Social Media Primer
First the term “social media” in campaign speak is often used interchangeably with new media, digital media, on-line presence and several other similar terms. What you call it doesn’t matter. How you do it does matter.
For our purposes here, I am taking the broadest possible definition which includes things like emails, web site, Twitter, and Facebook.
Why do social media?
Yes, potential clients still seriously ask that question. The short answer? Properly executed social media can introduce you to voters, help you organize your supporters and help raise money.

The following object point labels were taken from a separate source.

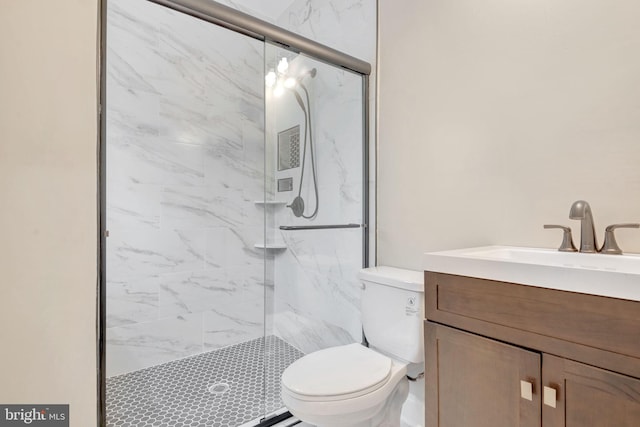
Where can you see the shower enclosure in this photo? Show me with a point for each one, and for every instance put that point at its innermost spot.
(234, 211)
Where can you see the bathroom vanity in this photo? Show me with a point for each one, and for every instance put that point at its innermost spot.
(505, 354)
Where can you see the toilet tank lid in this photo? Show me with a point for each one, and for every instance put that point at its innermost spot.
(391, 276)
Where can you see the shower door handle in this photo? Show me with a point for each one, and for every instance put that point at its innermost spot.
(319, 227)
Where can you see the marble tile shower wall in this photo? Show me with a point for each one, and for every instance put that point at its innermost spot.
(316, 286)
(185, 154)
(317, 293)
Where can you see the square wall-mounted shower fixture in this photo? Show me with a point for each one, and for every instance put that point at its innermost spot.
(289, 148)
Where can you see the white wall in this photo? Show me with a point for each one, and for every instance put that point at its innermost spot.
(48, 219)
(496, 115)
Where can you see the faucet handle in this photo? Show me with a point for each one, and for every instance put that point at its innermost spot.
(610, 245)
(567, 239)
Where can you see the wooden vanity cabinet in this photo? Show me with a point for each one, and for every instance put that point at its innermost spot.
(506, 355)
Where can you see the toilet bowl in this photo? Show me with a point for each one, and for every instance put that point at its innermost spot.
(357, 386)
(348, 385)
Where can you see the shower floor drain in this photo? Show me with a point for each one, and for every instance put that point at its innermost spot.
(218, 388)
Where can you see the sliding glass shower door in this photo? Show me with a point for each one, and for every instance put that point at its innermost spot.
(234, 214)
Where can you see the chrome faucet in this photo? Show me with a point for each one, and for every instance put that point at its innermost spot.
(582, 211)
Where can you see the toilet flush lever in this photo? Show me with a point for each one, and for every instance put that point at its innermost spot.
(567, 240)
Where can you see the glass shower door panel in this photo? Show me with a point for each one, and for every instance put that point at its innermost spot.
(314, 128)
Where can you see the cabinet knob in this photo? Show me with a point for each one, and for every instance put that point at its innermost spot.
(526, 389)
(550, 396)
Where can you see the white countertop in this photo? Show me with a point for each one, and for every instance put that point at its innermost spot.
(616, 276)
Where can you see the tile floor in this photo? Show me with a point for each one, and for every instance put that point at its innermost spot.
(220, 388)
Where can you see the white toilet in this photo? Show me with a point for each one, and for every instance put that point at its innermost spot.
(356, 386)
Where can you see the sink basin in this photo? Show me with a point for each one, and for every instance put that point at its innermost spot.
(616, 276)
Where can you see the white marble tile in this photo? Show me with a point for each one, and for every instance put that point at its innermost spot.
(193, 291)
(152, 160)
(240, 321)
(348, 26)
(316, 283)
(132, 301)
(195, 207)
(232, 247)
(132, 206)
(185, 162)
(141, 345)
(140, 253)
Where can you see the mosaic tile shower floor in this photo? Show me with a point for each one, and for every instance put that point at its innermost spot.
(220, 388)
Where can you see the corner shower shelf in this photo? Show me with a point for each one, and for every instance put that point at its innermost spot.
(270, 202)
(270, 246)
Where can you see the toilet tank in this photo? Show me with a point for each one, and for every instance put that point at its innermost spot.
(393, 311)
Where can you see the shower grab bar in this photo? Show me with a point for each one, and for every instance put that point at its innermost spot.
(318, 227)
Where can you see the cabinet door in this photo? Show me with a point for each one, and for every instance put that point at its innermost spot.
(473, 381)
(586, 396)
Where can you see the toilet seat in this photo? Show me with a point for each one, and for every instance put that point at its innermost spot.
(357, 402)
(337, 373)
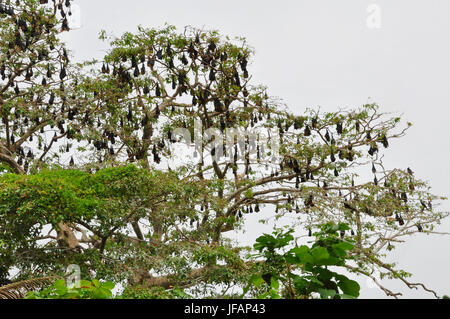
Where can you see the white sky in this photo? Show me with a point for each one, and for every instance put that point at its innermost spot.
(321, 53)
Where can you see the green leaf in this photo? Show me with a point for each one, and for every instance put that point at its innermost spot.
(348, 286)
(108, 285)
(96, 283)
(326, 293)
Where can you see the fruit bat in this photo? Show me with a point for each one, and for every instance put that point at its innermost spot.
(385, 142)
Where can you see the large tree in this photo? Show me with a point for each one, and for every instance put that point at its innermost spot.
(160, 94)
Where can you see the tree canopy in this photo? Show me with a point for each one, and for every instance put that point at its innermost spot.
(134, 167)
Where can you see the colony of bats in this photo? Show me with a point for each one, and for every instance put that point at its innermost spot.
(211, 79)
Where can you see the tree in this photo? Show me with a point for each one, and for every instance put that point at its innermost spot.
(160, 94)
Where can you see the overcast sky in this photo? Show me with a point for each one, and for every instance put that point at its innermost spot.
(324, 53)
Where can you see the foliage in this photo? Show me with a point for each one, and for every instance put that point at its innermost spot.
(103, 179)
(280, 269)
(88, 290)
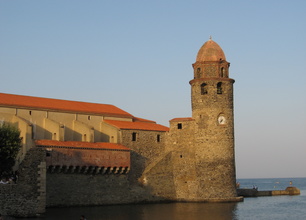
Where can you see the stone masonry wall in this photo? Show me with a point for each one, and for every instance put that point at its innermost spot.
(90, 190)
(28, 197)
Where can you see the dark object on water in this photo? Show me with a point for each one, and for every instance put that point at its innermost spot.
(254, 193)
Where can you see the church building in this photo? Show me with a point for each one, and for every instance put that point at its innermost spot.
(99, 154)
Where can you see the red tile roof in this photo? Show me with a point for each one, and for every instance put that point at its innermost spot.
(182, 119)
(137, 125)
(20, 101)
(79, 144)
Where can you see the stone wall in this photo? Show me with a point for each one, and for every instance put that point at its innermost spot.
(90, 190)
(27, 197)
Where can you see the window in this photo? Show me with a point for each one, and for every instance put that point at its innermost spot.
(134, 136)
(203, 89)
(219, 88)
(222, 72)
(179, 126)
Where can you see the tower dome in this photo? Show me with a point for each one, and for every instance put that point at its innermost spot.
(210, 51)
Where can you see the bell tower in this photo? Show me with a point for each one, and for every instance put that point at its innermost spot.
(212, 110)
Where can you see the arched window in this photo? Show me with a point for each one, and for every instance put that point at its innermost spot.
(222, 72)
(219, 88)
(203, 89)
(198, 75)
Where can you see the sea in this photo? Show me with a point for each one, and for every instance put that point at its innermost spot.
(270, 207)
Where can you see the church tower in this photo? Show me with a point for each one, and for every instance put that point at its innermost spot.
(198, 163)
(212, 111)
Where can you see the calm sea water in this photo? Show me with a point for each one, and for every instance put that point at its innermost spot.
(274, 207)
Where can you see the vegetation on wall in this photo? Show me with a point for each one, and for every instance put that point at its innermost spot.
(10, 144)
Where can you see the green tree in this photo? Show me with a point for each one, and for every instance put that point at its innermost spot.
(10, 144)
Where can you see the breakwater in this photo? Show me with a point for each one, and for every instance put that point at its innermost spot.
(255, 193)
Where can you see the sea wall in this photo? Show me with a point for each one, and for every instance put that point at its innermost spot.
(90, 190)
(27, 197)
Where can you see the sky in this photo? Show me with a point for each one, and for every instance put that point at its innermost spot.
(138, 56)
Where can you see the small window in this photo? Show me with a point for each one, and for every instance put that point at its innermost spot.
(203, 88)
(219, 88)
(222, 72)
(179, 126)
(134, 136)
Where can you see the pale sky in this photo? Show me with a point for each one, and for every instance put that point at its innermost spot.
(137, 55)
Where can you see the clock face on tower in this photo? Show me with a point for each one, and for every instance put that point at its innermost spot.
(221, 120)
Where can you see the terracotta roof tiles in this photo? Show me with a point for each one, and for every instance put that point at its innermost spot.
(20, 101)
(79, 144)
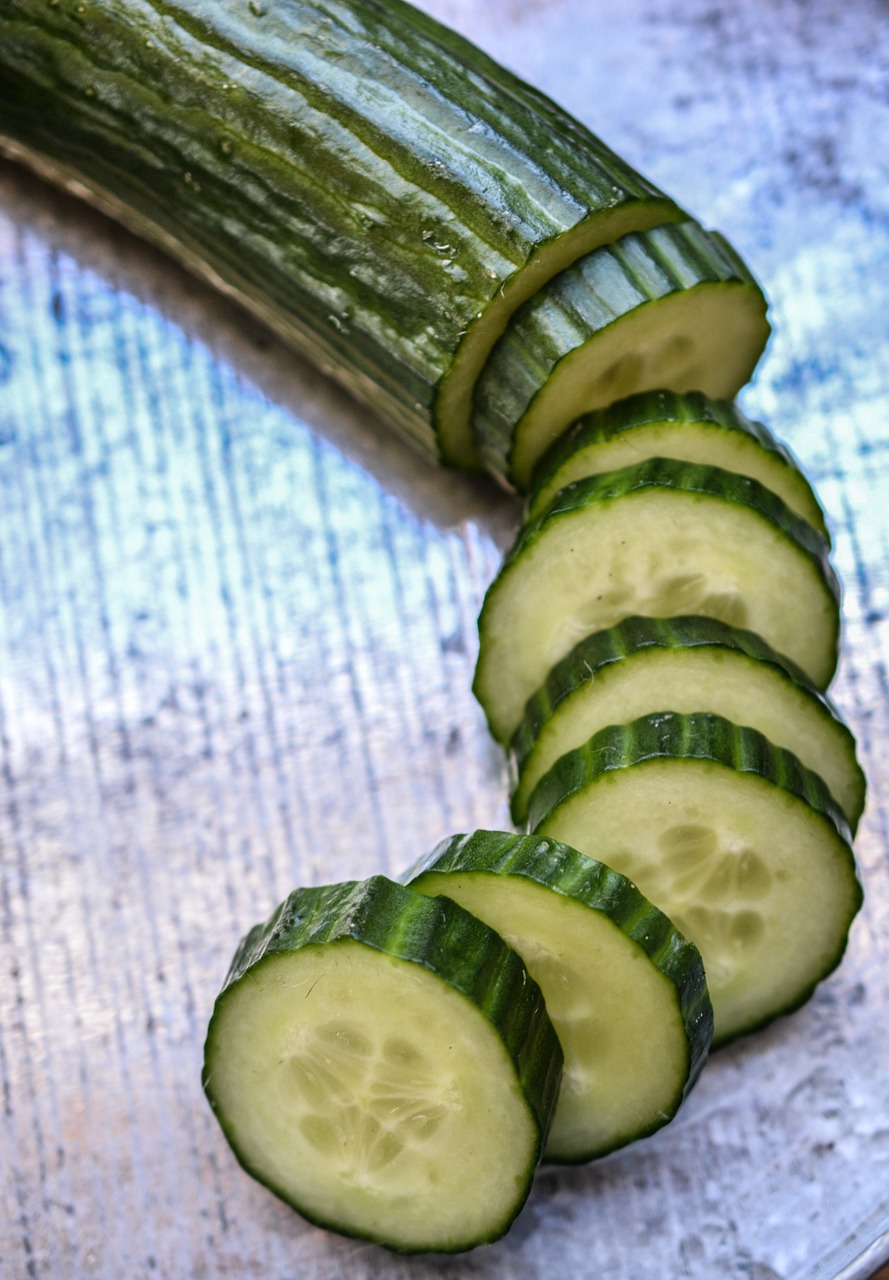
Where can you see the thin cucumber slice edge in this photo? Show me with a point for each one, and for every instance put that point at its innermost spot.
(683, 664)
(733, 837)
(624, 990)
(384, 1063)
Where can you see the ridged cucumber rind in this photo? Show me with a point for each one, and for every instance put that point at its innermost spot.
(711, 740)
(356, 174)
(637, 636)
(560, 869)
(596, 295)
(582, 499)
(444, 941)
(576, 452)
(670, 735)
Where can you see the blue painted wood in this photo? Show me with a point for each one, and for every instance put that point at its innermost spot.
(237, 635)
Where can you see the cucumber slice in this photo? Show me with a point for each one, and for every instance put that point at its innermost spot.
(661, 538)
(624, 990)
(683, 664)
(668, 425)
(384, 1063)
(672, 307)
(739, 844)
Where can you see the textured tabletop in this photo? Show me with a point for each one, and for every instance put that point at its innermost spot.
(237, 639)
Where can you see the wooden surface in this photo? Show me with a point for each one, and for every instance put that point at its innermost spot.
(237, 638)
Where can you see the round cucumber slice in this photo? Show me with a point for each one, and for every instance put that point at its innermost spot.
(661, 538)
(668, 425)
(624, 990)
(739, 844)
(670, 307)
(384, 1063)
(686, 664)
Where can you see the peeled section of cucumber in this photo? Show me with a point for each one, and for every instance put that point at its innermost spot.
(624, 990)
(692, 428)
(683, 664)
(661, 538)
(384, 1063)
(670, 307)
(739, 844)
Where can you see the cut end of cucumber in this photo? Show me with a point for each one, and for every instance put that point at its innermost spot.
(369, 1089)
(453, 408)
(708, 338)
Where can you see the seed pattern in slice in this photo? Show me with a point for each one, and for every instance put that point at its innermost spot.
(670, 307)
(686, 664)
(384, 1063)
(738, 842)
(661, 538)
(624, 990)
(668, 425)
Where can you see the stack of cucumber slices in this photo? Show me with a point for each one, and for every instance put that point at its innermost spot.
(654, 654)
(394, 1059)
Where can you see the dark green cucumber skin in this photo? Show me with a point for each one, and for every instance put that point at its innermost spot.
(711, 739)
(664, 406)
(361, 177)
(636, 270)
(435, 933)
(566, 871)
(697, 736)
(683, 478)
(631, 635)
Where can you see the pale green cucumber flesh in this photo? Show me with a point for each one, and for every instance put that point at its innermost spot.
(757, 873)
(670, 307)
(386, 1068)
(665, 424)
(453, 406)
(683, 664)
(626, 993)
(356, 174)
(660, 539)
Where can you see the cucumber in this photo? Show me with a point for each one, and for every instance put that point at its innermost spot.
(624, 990)
(365, 181)
(384, 1063)
(670, 307)
(665, 424)
(741, 845)
(661, 538)
(683, 664)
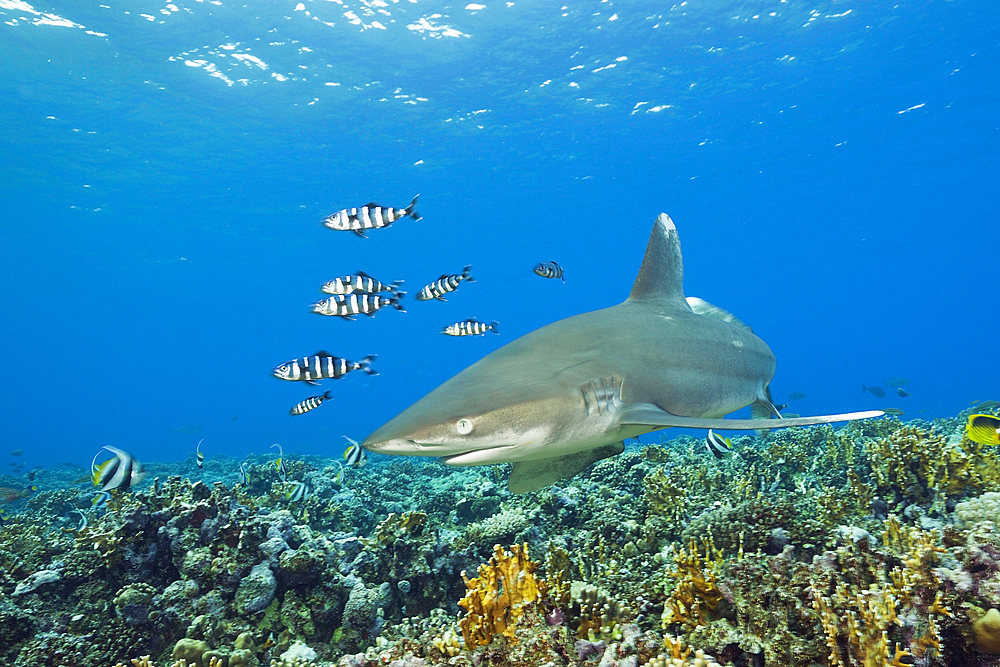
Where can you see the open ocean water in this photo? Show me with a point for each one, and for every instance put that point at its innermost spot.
(832, 168)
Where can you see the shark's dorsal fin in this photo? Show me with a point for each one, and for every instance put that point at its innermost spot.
(537, 474)
(661, 276)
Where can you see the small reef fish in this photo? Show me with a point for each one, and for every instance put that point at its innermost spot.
(321, 366)
(310, 403)
(120, 472)
(446, 283)
(718, 445)
(984, 429)
(471, 327)
(9, 494)
(350, 305)
(299, 491)
(360, 282)
(370, 216)
(355, 455)
(550, 270)
(877, 392)
(280, 463)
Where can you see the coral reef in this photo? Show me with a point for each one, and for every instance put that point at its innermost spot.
(872, 544)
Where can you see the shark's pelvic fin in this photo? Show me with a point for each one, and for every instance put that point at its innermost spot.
(661, 276)
(653, 415)
(533, 475)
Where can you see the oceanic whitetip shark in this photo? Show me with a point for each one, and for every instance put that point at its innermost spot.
(564, 396)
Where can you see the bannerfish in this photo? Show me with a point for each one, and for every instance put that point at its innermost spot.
(120, 472)
(984, 429)
(718, 445)
(370, 216)
(567, 395)
(280, 463)
(446, 283)
(299, 491)
(471, 327)
(350, 305)
(321, 366)
(310, 403)
(355, 455)
(360, 282)
(549, 270)
(9, 494)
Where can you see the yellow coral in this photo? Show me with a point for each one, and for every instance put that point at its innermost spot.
(696, 593)
(495, 599)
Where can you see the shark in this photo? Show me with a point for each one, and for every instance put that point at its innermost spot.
(568, 394)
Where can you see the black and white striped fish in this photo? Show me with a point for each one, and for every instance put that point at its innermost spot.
(349, 305)
(360, 282)
(446, 283)
(321, 366)
(718, 445)
(471, 327)
(299, 491)
(119, 472)
(549, 270)
(310, 403)
(369, 216)
(355, 455)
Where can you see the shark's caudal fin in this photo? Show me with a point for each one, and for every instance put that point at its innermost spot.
(651, 415)
(533, 475)
(661, 276)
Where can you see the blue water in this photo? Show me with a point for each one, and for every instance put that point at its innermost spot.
(832, 169)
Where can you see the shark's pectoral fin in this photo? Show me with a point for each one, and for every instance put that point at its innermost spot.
(648, 414)
(533, 475)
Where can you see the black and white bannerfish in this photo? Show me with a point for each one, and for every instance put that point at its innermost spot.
(299, 491)
(280, 463)
(119, 472)
(358, 303)
(355, 455)
(359, 282)
(369, 216)
(718, 445)
(549, 270)
(321, 366)
(471, 327)
(446, 283)
(310, 403)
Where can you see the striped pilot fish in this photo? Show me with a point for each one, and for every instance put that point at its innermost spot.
(360, 282)
(310, 403)
(369, 216)
(718, 445)
(471, 327)
(119, 472)
(444, 284)
(321, 366)
(549, 270)
(350, 305)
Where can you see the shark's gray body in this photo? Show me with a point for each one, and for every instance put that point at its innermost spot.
(566, 395)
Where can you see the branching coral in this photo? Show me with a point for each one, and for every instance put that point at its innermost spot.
(495, 600)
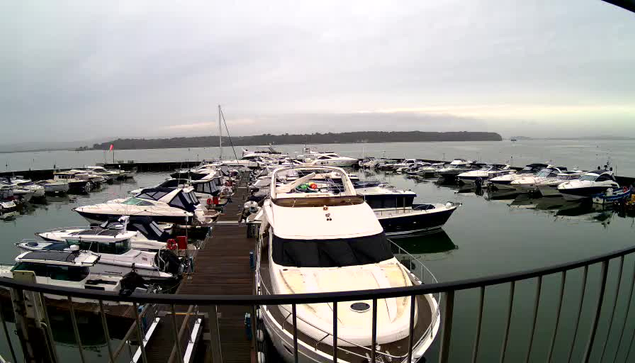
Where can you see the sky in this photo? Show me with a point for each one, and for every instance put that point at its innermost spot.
(84, 70)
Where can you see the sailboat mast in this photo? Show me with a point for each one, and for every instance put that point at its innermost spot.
(220, 133)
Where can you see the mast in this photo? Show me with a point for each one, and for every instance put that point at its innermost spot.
(220, 133)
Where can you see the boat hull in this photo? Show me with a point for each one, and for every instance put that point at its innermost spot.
(413, 221)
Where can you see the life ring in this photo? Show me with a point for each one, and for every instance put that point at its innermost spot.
(172, 244)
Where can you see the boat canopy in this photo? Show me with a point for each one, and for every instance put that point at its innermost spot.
(332, 252)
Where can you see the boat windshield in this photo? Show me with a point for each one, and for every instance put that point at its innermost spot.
(332, 252)
(63, 273)
(136, 201)
(544, 173)
(113, 248)
(589, 177)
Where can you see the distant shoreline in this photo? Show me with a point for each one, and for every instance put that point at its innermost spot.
(289, 139)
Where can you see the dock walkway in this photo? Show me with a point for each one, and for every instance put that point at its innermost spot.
(221, 267)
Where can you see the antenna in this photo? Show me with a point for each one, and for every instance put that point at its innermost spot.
(220, 134)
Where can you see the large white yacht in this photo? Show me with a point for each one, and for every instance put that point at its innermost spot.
(166, 205)
(589, 184)
(315, 238)
(528, 183)
(144, 234)
(485, 173)
(63, 268)
(548, 187)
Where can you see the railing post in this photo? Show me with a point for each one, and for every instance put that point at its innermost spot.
(373, 353)
(512, 290)
(413, 305)
(577, 324)
(628, 309)
(558, 311)
(335, 332)
(446, 332)
(215, 344)
(295, 332)
(617, 295)
(598, 311)
(535, 318)
(6, 334)
(21, 324)
(479, 323)
(104, 323)
(78, 338)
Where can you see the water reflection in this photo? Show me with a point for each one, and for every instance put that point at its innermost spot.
(427, 243)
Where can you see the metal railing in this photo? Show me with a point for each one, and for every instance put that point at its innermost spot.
(603, 305)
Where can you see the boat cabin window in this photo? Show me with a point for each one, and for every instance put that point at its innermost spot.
(331, 253)
(62, 273)
(589, 177)
(604, 177)
(112, 248)
(379, 201)
(137, 201)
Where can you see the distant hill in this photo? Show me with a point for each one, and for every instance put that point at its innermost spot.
(285, 139)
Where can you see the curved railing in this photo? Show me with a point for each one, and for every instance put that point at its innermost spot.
(446, 289)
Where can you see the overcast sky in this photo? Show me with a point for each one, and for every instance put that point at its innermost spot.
(83, 70)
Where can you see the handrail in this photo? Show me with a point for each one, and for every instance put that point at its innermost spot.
(314, 298)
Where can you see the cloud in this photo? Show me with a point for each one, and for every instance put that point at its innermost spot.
(75, 71)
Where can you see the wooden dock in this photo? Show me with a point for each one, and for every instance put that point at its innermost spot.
(221, 267)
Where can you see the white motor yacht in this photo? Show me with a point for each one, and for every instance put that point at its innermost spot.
(63, 268)
(589, 185)
(333, 159)
(529, 183)
(549, 186)
(178, 206)
(144, 233)
(26, 184)
(484, 174)
(117, 258)
(316, 238)
(504, 182)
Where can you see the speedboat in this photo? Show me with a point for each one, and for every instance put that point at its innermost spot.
(75, 185)
(397, 213)
(117, 258)
(484, 174)
(63, 268)
(548, 187)
(529, 183)
(504, 182)
(316, 238)
(37, 191)
(589, 184)
(456, 167)
(54, 186)
(143, 233)
(178, 206)
(333, 159)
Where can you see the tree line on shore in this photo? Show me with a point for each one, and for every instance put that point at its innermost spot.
(285, 139)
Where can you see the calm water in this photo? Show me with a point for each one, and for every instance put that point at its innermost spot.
(485, 236)
(585, 154)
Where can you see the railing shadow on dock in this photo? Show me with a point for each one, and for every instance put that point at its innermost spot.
(589, 320)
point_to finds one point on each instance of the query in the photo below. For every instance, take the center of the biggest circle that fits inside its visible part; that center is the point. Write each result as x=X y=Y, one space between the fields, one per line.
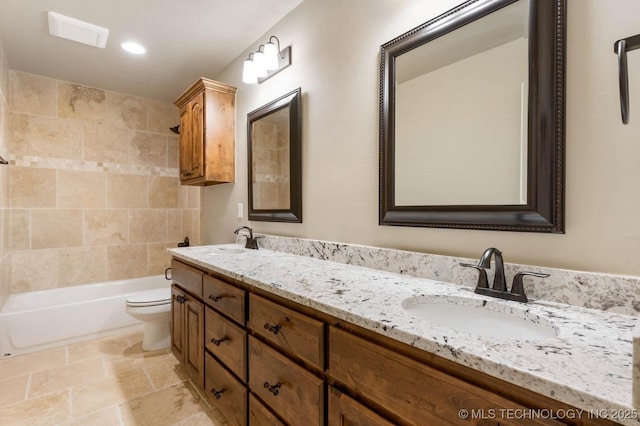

The golden rule is don’t get involved in any kind of media unless you have the resources to do it right. In most cases, the “resources” means time. Nothing is more depressing or amateur looking than to have a voter visit your “page” to see you haven’t posted anything in six months.
Nobody expects a candidate to take the time to personally write everything that the campaign puts out. I worked in one campaign where the candidate did want to post occasionally so we selected special a hash tag that acted as his signature so people knew it was actually him.
How often should you post to make it an effective tool?
e-Mail: 1-2 per week – 5 maximum
Web Site: Weekly Updates – no maximum
Twitter: 3-5 times per day minimum – no maximum
Facebook: 3-5 per week – 10 times maximum
Google +: 3-5 per week – 10 times maximum
If time allows :
Pinterest: 3-5 per week – 10 times maximum
LinkedIn: 1-2 week – 5 maximum
YouTube: 1-3 per month – 15 maximum
Flicker/Instagram: Daily – no maximum
If you can’t commit to these minimums just don’t it! That is why you see most successful campaigns pick a couple (usually Facebook, Twitter, e-Mail) social media enterprises to engage in.
How do you pick which ones are best given your resources?
This is a great question for your benchmark polling. If your polling shows that 47% of likely voters use Facebook and 3% use Google + your decision is pretty much made for you.
What should you post?
The exact ratio will vary from campaign to campaign and where you are in the election cycle, but most posts fall in one of three categories.
Message – The messaging and issues about the campaign can help your candidate get new supporters and make sure their supporters know what the campaign is about.
The Ask – Whether it’s money or something else, if the campaign needs something you should ask supporters. However, you CAN definitely ask too often. Make your asks count.
Personal – Especially in races that cover a large geographic area, this can help voters get to know your candidate. Personal information can help voters to feel a connection to the candidate.
Whatever social media you choose, cross promote. Put web address, Facebook address, etc… on all printed materials. Use your web site to promote your Facebook and Twitter, and Twitter to promote Facebook and web site… You get the idea.
Social media can be a great way to communicate with voters, but it requires time, effort and some creativity to benefit your campaign. Almost every campaign can benefit from some social media, just don’t stretch your campaign too thin. Start with what you are pretty sure you can handle and grow from there.